Utter shamelessness has a kind of crystalline purity of its own.  Take the case of Tennessee's long-serving General Sessions  judge Thomas Alva Austin (no Edison, he), already encountered once before.  (See post 60.)  Judge Austin's court had jurisdiction over misdemeanors and traffic offenses, and he regularly ordered offenders to attend certain private driving schools or patronize a particular "private probation firm. "  (Private probation firm?  And they were surprised by what happened??) 

You might be wondering how the judge chose which driving schools and private probation firms to favor with his defendants' patronage.  This sequence of stills from an FBI video explains the judicial decision-making process.  You'll notice that the particular bid wasn't sealed.

Having been caught in full-color - none of that old-fashioned grainy b & w through-the-vent stuff - what could ex-Judge Austin possibly say in his defense?  Well, how about: It's my wife's fault.

You see, the reason he extorted kickbacks from the driving schools and probation firm, it turns out, is that his wife was having what Austin's lawyer terms an "extramarital lesbian relationship".  (Did you know there was another type of lesbian relationship in Tennessee?) 

Tim Buckley once sang about this very situation: "The saddest thing in the whole wide world / Is to find your baby's been with another girl."  But the character in the song dealt with it by drinking himself blind, not with extorting thousands of dollars from local business people.
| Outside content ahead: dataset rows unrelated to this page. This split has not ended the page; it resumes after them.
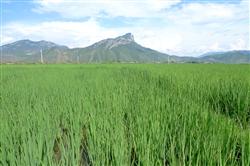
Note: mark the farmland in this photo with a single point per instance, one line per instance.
(125, 114)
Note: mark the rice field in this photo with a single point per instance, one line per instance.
(125, 114)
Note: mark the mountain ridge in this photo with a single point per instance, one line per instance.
(120, 49)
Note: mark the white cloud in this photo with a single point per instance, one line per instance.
(112, 8)
(190, 29)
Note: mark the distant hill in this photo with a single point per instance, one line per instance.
(240, 56)
(28, 51)
(119, 49)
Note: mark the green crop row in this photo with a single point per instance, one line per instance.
(125, 114)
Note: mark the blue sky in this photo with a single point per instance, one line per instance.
(181, 27)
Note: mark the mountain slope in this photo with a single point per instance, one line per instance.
(120, 49)
(28, 51)
(240, 56)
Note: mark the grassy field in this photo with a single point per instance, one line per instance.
(178, 114)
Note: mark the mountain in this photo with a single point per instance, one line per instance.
(28, 51)
(238, 56)
(119, 49)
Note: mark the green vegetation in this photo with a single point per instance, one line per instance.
(125, 114)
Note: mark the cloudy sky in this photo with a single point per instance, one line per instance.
(181, 27)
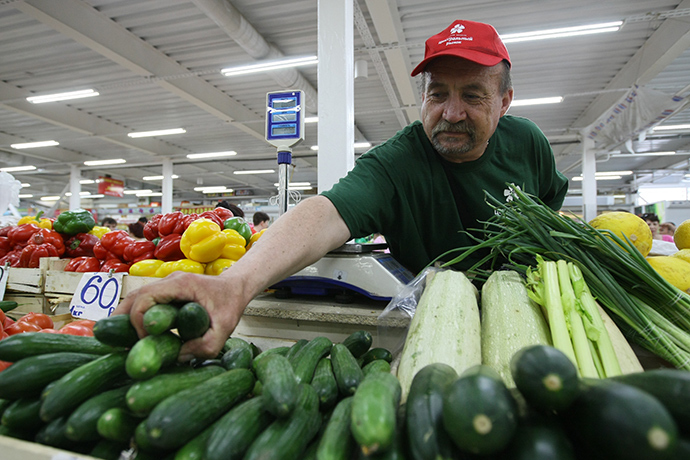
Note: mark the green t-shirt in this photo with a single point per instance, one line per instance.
(400, 189)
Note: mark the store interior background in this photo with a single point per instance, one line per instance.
(157, 64)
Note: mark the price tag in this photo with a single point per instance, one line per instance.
(96, 296)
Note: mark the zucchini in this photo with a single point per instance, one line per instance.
(306, 359)
(19, 346)
(279, 385)
(116, 331)
(358, 343)
(510, 320)
(618, 421)
(182, 416)
(192, 321)
(424, 413)
(236, 430)
(160, 318)
(82, 422)
(144, 395)
(447, 305)
(324, 383)
(28, 377)
(347, 372)
(479, 412)
(152, 353)
(546, 377)
(374, 412)
(75, 387)
(337, 442)
(287, 438)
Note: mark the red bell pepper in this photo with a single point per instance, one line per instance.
(168, 248)
(115, 265)
(45, 235)
(81, 245)
(31, 254)
(83, 264)
(139, 250)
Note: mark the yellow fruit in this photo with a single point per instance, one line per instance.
(682, 235)
(673, 269)
(628, 224)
Furthermore, nothing in the song indicates that the character stayed blind drunk even for six months, which is how long the judge says he was demanding kickbacks.  By coincidence that also happens to be the the length of time during which the FBI documented the judge's shakedowns.  Amazing, isn't it, the staggering good luck that led the FBI to begin its investigation into the judge's regular commission of major felonies on a systematic basis at the precise moment the judge first began to commit them?

(The prosecution's witnesses alleged that the judge's shakedown schemes continued for ten years, and I'd peg the probable truth of those allegations at someplace north of 99.99%.)

So ex-Judge Austin, we know for a fact, was a thug who used his power to shake down local business people in the style of Mafia hoodlums.   We can feel quite certain that he's also lying to the federal judge.  He gives every sign of lacking a conscience, the distinguishing feature of sociopaths.  But he's got one thing going for him.  It's the trump card played by his attorney:  He's heterosexual. 

Tending to confirm my long-distance diagnosis of sociopathy, ex-Judge Austin was cruel enough to get one of his own children to write, or at least attach his or her name to, a letter to the sentencing judge that said, "My younger brother will have to live with his mother and her new girlfriend if my dad has to go away."   It will be interesting to see whether a judge in Tennessee will be receptive to the argument that it's better for a child to be raised by a crook and a liar - and the type of creature who would extort such a letter from his own child - than by a lesbian.

Austin's lawyer, trying to put a positive spin on things, pointed out in his sentencing memorandum that "[a]t no time was Mr. Austin charged with any crime or with judicial impropriety prior to the current indictment, and the current charges did not compromise his judicial integrity."  Which raises the interesting philosophical question: Is it possible to compromise a quality you don't possess?